Kepanikan menyebar di antara para pengikut sekte yang tersisa. Mereka meraba-raba dalam kegelapan, mencoba menemukan dan menyalakan kembali obor. Tetapi dalam kegelapan total ini, pergerakan menjadi sulit—beberapa tersandung rintangan, sementara para tawanan yang dipenjara bergerak ketakutan.
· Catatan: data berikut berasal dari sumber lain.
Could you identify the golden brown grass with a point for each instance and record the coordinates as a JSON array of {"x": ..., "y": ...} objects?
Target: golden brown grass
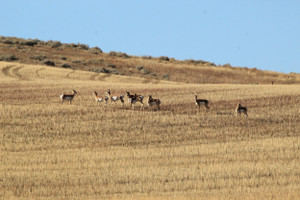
[{"x": 51, "y": 150}]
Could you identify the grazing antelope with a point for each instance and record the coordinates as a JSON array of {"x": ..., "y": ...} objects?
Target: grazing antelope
[
  {"x": 200, "y": 102},
  {"x": 68, "y": 97},
  {"x": 241, "y": 109},
  {"x": 132, "y": 99},
  {"x": 112, "y": 98},
  {"x": 99, "y": 99},
  {"x": 152, "y": 102},
  {"x": 122, "y": 99}
]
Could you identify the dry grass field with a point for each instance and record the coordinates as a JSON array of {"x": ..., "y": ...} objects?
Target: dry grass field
[{"x": 51, "y": 150}]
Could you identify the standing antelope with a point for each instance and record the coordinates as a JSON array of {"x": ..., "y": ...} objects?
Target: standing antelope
[
  {"x": 200, "y": 102},
  {"x": 241, "y": 109},
  {"x": 68, "y": 97},
  {"x": 152, "y": 102},
  {"x": 122, "y": 100},
  {"x": 99, "y": 99},
  {"x": 132, "y": 99},
  {"x": 112, "y": 98}
]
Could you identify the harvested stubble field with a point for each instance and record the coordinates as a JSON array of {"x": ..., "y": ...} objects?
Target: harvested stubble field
[{"x": 51, "y": 150}]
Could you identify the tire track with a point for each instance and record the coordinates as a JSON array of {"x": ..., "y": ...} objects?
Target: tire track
[
  {"x": 6, "y": 70},
  {"x": 37, "y": 72},
  {"x": 68, "y": 76},
  {"x": 13, "y": 72}
]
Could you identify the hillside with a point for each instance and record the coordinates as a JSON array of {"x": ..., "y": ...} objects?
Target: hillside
[{"x": 82, "y": 57}]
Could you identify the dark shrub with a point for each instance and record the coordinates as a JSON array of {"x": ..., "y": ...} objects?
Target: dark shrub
[
  {"x": 39, "y": 57},
  {"x": 164, "y": 58},
  {"x": 8, "y": 58},
  {"x": 30, "y": 42},
  {"x": 95, "y": 50},
  {"x": 49, "y": 63},
  {"x": 140, "y": 68},
  {"x": 118, "y": 54},
  {"x": 166, "y": 76},
  {"x": 112, "y": 66},
  {"x": 66, "y": 65}
]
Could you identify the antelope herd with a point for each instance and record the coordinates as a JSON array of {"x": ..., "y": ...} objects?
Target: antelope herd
[{"x": 135, "y": 98}]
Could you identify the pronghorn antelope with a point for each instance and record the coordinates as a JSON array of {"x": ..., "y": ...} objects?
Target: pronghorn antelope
[
  {"x": 241, "y": 109},
  {"x": 200, "y": 102},
  {"x": 112, "y": 98},
  {"x": 122, "y": 99},
  {"x": 132, "y": 99},
  {"x": 99, "y": 99},
  {"x": 68, "y": 97},
  {"x": 152, "y": 102}
]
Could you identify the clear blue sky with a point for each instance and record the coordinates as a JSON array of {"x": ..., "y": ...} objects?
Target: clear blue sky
[{"x": 250, "y": 33}]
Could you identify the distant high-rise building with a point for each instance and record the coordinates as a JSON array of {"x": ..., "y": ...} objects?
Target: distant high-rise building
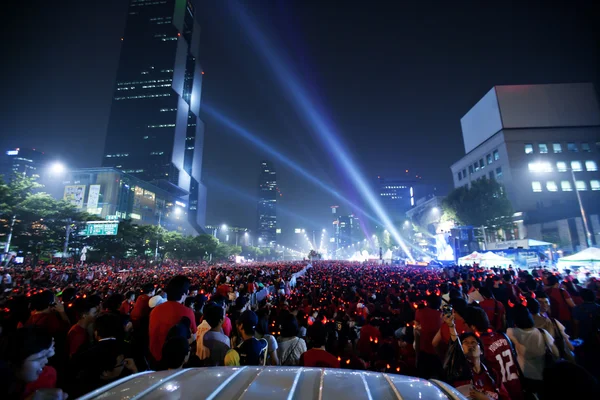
[
  {"x": 267, "y": 202},
  {"x": 347, "y": 231},
  {"x": 397, "y": 196},
  {"x": 154, "y": 131},
  {"x": 542, "y": 143},
  {"x": 28, "y": 162}
]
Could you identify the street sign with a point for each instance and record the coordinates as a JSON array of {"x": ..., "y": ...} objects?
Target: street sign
[{"x": 101, "y": 228}]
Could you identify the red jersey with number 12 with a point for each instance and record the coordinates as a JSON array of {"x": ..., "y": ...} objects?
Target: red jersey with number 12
[{"x": 499, "y": 357}]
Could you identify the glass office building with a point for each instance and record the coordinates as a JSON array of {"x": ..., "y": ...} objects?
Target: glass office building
[{"x": 154, "y": 130}]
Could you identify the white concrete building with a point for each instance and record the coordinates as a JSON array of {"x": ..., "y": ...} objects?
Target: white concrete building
[{"x": 541, "y": 142}]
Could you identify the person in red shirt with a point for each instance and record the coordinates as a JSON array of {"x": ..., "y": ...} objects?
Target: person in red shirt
[
  {"x": 78, "y": 335},
  {"x": 369, "y": 334},
  {"x": 318, "y": 356},
  {"x": 459, "y": 310},
  {"x": 168, "y": 314},
  {"x": 428, "y": 322},
  {"x": 221, "y": 301},
  {"x": 25, "y": 373},
  {"x": 49, "y": 314},
  {"x": 141, "y": 309},
  {"x": 560, "y": 302},
  {"x": 497, "y": 351},
  {"x": 494, "y": 309},
  {"x": 127, "y": 304}
]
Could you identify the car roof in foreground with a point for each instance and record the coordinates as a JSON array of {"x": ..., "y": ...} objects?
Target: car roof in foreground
[{"x": 249, "y": 383}]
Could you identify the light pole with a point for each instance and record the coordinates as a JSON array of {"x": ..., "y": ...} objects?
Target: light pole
[
  {"x": 157, "y": 235},
  {"x": 588, "y": 234}
]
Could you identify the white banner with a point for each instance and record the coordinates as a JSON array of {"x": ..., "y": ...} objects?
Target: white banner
[{"x": 93, "y": 196}]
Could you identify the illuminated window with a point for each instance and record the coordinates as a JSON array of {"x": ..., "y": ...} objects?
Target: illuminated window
[
  {"x": 576, "y": 166},
  {"x": 572, "y": 147},
  {"x": 557, "y": 148},
  {"x": 591, "y": 165},
  {"x": 161, "y": 126},
  {"x": 581, "y": 186},
  {"x": 566, "y": 186},
  {"x": 551, "y": 186},
  {"x": 540, "y": 167},
  {"x": 585, "y": 147}
]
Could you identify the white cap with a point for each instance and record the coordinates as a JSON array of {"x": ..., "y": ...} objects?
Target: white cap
[{"x": 156, "y": 300}]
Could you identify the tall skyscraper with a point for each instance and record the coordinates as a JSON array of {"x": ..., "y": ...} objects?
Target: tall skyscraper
[
  {"x": 154, "y": 131},
  {"x": 267, "y": 202},
  {"x": 28, "y": 162}
]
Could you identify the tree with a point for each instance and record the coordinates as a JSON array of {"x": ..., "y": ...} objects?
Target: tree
[{"x": 484, "y": 203}]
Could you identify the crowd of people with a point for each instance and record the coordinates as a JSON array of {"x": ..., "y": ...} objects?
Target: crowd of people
[{"x": 491, "y": 333}]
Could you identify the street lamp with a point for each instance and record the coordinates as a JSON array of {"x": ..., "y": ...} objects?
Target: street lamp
[{"x": 57, "y": 168}]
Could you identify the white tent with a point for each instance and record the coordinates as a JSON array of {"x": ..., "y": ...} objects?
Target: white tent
[
  {"x": 589, "y": 257},
  {"x": 486, "y": 260}
]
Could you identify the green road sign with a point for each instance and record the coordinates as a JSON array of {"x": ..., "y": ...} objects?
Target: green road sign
[{"x": 101, "y": 229}]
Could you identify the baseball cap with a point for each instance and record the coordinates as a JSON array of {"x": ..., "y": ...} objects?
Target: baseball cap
[
  {"x": 223, "y": 290},
  {"x": 248, "y": 318},
  {"x": 155, "y": 301}
]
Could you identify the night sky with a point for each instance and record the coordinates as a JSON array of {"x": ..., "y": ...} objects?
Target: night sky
[{"x": 394, "y": 78}]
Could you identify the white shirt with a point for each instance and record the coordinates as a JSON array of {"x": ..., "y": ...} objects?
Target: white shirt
[
  {"x": 290, "y": 350},
  {"x": 475, "y": 297},
  {"x": 531, "y": 350}
]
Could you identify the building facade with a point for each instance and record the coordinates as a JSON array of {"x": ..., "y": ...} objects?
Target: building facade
[
  {"x": 267, "y": 205},
  {"x": 27, "y": 162},
  {"x": 111, "y": 194},
  {"x": 154, "y": 131},
  {"x": 542, "y": 142}
]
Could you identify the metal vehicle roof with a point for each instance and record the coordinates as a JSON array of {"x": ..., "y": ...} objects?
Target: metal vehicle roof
[{"x": 260, "y": 383}]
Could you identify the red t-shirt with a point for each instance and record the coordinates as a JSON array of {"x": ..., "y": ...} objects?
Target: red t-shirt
[
  {"x": 486, "y": 383},
  {"x": 51, "y": 322},
  {"x": 461, "y": 327},
  {"x": 76, "y": 337},
  {"x": 46, "y": 380},
  {"x": 319, "y": 358},
  {"x": 489, "y": 306},
  {"x": 499, "y": 358},
  {"x": 367, "y": 333},
  {"x": 141, "y": 308},
  {"x": 558, "y": 305},
  {"x": 125, "y": 308},
  {"x": 162, "y": 319},
  {"x": 430, "y": 321},
  {"x": 226, "y": 326}
]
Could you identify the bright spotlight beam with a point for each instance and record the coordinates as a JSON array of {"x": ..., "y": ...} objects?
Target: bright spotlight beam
[{"x": 303, "y": 103}]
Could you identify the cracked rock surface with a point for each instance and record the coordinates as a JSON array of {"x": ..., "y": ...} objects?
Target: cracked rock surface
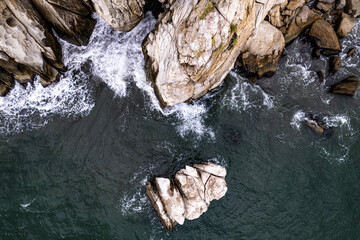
[
  {"x": 188, "y": 195},
  {"x": 195, "y": 45}
]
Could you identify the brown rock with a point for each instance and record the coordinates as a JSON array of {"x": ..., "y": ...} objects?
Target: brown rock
[
  {"x": 323, "y": 6},
  {"x": 71, "y": 19},
  {"x": 324, "y": 35},
  {"x": 350, "y": 53},
  {"x": 345, "y": 25},
  {"x": 6, "y": 82},
  {"x": 335, "y": 64},
  {"x": 304, "y": 18},
  {"x": 346, "y": 87},
  {"x": 262, "y": 51},
  {"x": 320, "y": 76}
]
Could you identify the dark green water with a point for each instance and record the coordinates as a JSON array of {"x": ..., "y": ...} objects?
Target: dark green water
[{"x": 75, "y": 156}]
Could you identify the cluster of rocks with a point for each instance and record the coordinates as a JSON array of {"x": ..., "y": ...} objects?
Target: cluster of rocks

Beberapa tahanan, yang menjadi gila karena penderitaan mereka, mulai berteriak histeris.
Dorothy memanfaatkan momen ini untuk meletakkan sigil di atas koin batu dan menekannya ke tanah. Dia menutup matanya dan mengaktifkan sigil tersebut.
“Sigil Pendengar Bumi…”
Ini adalah sebuah sigil yang disita Dorothy dari bawahan Deer Skull selama pertempuran di kapel. Dengan menggunakan spiritualitas Batu yang tersimpan, dia mengaktifkannya.
Seketika itu juga, dia bisa merasakan setiap getaran di sekitarnya melalui tanah. Tanpa mengandalkan penglihatan, dia secara tepat mendeteksi semua pergerakan di dalam ruangan—posisi para penjaga dan tahanan.
Sebelumnya, dia telah menghafal tata letak menggunakan kemampuan Cognizer-nya. Sekarang, begitu hari gelap, dia mencocokkan getaran yang terdeteksi dengan peta mentalnya, dan langsung membedakan antara para tahanan dan para penjaga.
Kemudian, dia memerintahkan ketiga boneka mayat yang bersembunyi di pintu masuk. Berbekal belati dan pisau pendek, mereka bergerak cepat dalam kegelapan menuju target yang telah ditentukan.
Jeritan menggema di ruangan yang gelap gulita. Pembunuhan pertama telah terjadi.